In Paris it had been only marginally smoother. That Sven-Arne’s French was non-existent had not made it easier.

It was with ambivalence that he spun his way from India to Sweden. He hated himself for having gone the political way to get his passport, knowing it was the only possibility to get around the Indian bureaucracy. At the same time he was relieved that the whole process had been so relatively painless. He would not have had the energy to do real battle with some overzealous and self-important Indian clerks. He would rather have backed down.

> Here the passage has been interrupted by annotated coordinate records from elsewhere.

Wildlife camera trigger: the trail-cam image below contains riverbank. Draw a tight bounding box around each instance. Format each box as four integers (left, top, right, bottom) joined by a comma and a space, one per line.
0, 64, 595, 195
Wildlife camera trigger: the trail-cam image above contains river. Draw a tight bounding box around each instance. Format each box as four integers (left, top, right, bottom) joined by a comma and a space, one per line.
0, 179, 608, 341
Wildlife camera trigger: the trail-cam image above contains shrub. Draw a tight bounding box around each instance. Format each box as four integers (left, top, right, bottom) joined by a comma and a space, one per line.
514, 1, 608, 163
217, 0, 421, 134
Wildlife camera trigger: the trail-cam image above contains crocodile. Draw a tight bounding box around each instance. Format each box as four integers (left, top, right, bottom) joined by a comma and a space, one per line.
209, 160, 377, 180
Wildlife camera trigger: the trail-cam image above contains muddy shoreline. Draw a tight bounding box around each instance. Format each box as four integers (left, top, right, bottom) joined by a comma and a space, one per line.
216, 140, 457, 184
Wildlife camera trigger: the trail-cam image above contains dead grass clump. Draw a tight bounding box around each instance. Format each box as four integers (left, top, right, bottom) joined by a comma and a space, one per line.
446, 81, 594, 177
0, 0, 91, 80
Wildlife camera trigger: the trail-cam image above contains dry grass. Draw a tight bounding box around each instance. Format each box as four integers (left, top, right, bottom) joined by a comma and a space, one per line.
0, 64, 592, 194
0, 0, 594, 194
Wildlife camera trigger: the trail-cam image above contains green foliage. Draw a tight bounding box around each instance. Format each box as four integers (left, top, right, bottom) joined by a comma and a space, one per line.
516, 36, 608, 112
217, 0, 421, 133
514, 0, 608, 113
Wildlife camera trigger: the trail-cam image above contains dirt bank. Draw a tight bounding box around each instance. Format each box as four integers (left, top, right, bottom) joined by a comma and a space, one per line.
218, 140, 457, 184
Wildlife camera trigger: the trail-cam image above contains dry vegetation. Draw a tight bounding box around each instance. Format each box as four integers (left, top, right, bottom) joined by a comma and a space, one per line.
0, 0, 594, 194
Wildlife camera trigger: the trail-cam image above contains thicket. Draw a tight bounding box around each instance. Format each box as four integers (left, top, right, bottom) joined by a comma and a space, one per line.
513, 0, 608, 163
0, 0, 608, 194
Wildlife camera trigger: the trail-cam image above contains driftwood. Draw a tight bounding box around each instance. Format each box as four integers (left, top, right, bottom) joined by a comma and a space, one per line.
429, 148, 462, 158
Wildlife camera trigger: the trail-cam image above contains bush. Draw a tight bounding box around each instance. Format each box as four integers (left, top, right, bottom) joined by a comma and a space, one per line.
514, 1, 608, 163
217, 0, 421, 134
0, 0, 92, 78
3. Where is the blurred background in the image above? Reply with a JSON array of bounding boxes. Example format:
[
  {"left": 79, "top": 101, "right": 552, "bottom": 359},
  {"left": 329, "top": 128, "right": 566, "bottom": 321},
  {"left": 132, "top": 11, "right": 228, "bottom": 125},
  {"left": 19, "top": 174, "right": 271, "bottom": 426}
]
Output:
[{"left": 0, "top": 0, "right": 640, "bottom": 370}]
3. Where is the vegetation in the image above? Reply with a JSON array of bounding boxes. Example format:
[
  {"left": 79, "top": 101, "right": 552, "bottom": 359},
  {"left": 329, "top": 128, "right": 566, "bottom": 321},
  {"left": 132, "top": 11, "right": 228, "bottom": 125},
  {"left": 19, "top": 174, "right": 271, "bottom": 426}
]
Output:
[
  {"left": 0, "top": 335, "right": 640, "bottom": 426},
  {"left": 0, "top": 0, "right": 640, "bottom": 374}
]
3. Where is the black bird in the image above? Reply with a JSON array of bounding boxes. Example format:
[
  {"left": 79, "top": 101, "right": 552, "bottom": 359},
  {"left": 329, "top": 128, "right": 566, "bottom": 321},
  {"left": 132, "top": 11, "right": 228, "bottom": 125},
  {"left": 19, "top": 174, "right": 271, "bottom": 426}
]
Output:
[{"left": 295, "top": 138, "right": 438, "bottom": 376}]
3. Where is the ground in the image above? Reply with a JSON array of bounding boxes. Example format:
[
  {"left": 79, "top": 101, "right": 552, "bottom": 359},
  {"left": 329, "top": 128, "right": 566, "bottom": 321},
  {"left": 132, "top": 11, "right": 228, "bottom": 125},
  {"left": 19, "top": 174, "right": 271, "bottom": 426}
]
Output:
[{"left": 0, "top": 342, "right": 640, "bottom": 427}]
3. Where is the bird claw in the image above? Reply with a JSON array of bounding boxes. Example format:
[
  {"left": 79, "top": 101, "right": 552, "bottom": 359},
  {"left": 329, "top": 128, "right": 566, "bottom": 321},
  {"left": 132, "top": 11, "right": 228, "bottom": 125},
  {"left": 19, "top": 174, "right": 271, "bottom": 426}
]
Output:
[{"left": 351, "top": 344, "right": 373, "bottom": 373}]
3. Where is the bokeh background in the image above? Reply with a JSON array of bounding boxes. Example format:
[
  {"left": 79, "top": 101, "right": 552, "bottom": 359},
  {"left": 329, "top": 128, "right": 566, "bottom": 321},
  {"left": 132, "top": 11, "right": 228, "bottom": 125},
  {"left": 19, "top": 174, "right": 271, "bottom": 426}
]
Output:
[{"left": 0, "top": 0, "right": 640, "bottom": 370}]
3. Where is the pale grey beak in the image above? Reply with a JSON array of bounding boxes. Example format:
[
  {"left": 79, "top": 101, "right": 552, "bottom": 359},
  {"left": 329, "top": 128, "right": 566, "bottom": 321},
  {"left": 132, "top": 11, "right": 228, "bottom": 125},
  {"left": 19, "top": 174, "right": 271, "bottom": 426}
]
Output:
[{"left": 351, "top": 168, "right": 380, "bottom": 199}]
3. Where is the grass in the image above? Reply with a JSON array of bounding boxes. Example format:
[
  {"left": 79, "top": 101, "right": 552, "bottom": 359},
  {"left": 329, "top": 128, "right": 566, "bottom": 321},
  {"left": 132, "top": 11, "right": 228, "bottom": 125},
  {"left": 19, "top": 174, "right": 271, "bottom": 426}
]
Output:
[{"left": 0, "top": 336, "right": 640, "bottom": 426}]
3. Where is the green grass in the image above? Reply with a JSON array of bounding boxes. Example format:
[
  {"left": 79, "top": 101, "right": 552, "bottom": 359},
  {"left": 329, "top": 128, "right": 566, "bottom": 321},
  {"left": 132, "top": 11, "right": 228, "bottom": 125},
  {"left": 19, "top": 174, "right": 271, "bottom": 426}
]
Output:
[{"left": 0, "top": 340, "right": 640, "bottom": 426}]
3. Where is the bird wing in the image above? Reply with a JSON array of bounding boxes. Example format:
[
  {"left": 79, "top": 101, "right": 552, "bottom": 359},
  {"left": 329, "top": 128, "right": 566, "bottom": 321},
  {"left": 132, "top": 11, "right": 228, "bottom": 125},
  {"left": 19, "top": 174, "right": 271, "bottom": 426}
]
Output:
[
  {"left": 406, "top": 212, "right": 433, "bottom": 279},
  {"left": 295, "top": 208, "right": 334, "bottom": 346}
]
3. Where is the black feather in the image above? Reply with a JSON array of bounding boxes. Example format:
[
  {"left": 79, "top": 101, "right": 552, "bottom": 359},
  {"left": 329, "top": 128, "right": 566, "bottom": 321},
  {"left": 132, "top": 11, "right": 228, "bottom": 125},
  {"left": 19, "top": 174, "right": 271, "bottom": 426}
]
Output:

But now, a thousand metres above Uppland, on his way down to Arlanda, he felt only exhaustion. His joints ached. Strangely enough even his arm hurt, the one he injured in the Japanese section, which it had never done before. He saw it as a reprimand from Lal Bagh: ‘You are betraying us.’ He also saw Jyoti’s face before him: ‘You betrayed me.’ Where was she now? Perhaps in Chennai, a place that now seemed as foreign as it had done twelve years ago. And then Lester, who with a tone of amazement but also irony made his voice heard: ‘You were a powerful man in your country, a kind of governor.’

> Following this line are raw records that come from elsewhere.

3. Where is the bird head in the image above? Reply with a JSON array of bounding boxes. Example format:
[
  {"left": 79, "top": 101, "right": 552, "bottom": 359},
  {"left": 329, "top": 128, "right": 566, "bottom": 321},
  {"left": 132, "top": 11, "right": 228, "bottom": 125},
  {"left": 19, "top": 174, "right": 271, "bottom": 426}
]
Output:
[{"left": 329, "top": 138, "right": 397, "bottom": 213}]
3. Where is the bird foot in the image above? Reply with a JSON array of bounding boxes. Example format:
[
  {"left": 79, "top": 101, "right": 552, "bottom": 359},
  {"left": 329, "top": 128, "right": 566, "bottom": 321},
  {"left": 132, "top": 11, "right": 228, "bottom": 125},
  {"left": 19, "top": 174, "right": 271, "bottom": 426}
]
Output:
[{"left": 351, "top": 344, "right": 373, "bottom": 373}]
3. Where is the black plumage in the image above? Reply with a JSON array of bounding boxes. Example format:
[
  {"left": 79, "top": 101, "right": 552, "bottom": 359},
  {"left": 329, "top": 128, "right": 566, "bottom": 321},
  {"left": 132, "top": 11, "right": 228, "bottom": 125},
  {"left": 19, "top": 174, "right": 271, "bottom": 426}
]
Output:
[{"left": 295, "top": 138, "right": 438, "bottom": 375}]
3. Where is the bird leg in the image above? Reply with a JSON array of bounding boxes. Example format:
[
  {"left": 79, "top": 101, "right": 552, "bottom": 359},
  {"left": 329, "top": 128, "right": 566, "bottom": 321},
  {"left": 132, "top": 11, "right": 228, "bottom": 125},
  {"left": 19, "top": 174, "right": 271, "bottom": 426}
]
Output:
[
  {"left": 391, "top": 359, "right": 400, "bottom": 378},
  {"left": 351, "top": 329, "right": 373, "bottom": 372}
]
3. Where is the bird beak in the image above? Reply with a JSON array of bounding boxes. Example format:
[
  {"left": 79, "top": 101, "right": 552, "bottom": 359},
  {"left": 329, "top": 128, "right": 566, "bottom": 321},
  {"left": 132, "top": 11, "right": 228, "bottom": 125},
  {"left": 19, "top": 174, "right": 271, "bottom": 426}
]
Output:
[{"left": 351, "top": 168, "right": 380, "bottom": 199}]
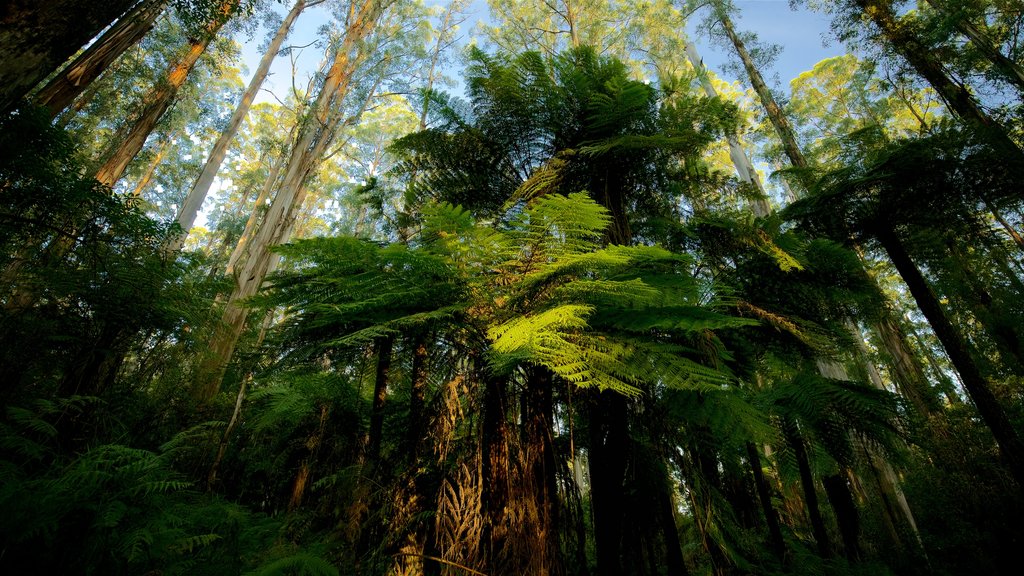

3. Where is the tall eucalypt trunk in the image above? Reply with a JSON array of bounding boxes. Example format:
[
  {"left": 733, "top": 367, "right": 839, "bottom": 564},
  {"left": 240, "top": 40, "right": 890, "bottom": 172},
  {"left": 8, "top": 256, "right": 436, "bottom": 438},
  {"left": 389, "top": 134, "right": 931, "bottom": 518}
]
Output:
[
  {"left": 96, "top": 0, "right": 239, "bottom": 188},
  {"left": 876, "top": 223, "right": 1024, "bottom": 488},
  {"left": 925, "top": 0, "right": 1024, "bottom": 94},
  {"left": 35, "top": 0, "right": 169, "bottom": 118},
  {"left": 853, "top": 0, "right": 1024, "bottom": 163},
  {"left": 194, "top": 0, "right": 390, "bottom": 402},
  {"left": 0, "top": 0, "right": 137, "bottom": 114},
  {"left": 686, "top": 42, "right": 771, "bottom": 218},
  {"left": 712, "top": 0, "right": 813, "bottom": 190},
  {"left": 168, "top": 0, "right": 313, "bottom": 250}
]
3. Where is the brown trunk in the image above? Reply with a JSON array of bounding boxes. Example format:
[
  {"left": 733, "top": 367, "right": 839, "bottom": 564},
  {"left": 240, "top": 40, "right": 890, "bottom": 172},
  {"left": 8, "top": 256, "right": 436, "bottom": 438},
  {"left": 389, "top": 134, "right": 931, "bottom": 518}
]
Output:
[
  {"left": 716, "top": 4, "right": 813, "bottom": 190},
  {"left": 480, "top": 364, "right": 512, "bottom": 574},
  {"left": 169, "top": 0, "right": 311, "bottom": 250},
  {"left": 0, "top": 0, "right": 136, "bottom": 114},
  {"left": 855, "top": 0, "right": 1024, "bottom": 163},
  {"left": 288, "top": 404, "right": 330, "bottom": 512},
  {"left": 925, "top": 0, "right": 1024, "bottom": 93},
  {"left": 131, "top": 135, "right": 172, "bottom": 198},
  {"left": 367, "top": 336, "right": 394, "bottom": 463},
  {"left": 96, "top": 0, "right": 239, "bottom": 188},
  {"left": 873, "top": 311, "right": 940, "bottom": 416},
  {"left": 746, "top": 442, "right": 786, "bottom": 563},
  {"left": 821, "top": 475, "right": 860, "bottom": 562},
  {"left": 35, "top": 0, "right": 168, "bottom": 118},
  {"left": 651, "top": 473, "right": 690, "bottom": 576},
  {"left": 783, "top": 421, "right": 831, "bottom": 558},
  {"left": 196, "top": 0, "right": 383, "bottom": 401},
  {"left": 589, "top": 392, "right": 629, "bottom": 576},
  {"left": 878, "top": 223, "right": 1024, "bottom": 487}
]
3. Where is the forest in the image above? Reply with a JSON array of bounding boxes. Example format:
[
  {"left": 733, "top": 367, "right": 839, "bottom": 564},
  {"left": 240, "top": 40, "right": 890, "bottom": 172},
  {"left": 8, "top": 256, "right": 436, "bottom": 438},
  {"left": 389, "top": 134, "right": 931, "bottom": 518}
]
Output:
[{"left": 0, "top": 0, "right": 1024, "bottom": 576}]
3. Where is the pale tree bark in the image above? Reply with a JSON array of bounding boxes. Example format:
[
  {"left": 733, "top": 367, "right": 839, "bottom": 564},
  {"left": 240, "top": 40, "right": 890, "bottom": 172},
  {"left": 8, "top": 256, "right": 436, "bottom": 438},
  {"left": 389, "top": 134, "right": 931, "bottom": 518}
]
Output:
[
  {"left": 686, "top": 42, "right": 771, "bottom": 217},
  {"left": 925, "top": 0, "right": 1024, "bottom": 93},
  {"left": 0, "top": 0, "right": 137, "bottom": 114},
  {"left": 878, "top": 222, "right": 1024, "bottom": 487},
  {"left": 854, "top": 0, "right": 1024, "bottom": 163},
  {"left": 35, "top": 0, "right": 168, "bottom": 118},
  {"left": 96, "top": 0, "right": 239, "bottom": 188},
  {"left": 714, "top": 3, "right": 812, "bottom": 189},
  {"left": 168, "top": 0, "right": 323, "bottom": 250},
  {"left": 195, "top": 0, "right": 390, "bottom": 401}
]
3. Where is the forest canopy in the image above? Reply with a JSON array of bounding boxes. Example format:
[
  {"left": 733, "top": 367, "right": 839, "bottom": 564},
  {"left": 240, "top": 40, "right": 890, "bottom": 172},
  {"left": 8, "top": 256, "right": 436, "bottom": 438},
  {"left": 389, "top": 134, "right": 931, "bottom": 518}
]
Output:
[{"left": 0, "top": 0, "right": 1024, "bottom": 576}]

Even Ismael in his salon fluttered past. The Dalit women in the neighbourhood who swept the street and kept the worst of the filth at bay, who carried bricks when the city razed the old weaving factory and built a police station, who sold bananas in the corner toward the market – all of them looked at him with an unfathomable gaze, not repudiatingly, but with a painful distance that no words or assurances, no decency, could surmount. He had been a decent fellow. No one could say anything else. He convinced himself that he had been respected and regarded as a relatively honourable man given the circumstances. His clothing, his rough hands and feet – the emblematic mark of class – and his entire being on the street bore witness to a man who did not think of himself as above others. But still, he had never been able to overcome the distance, and it had pained him. The temporary passport burning like fire in his shirt pocket, and the fact that he was sitting in an aeroplane, were evidence enough to this.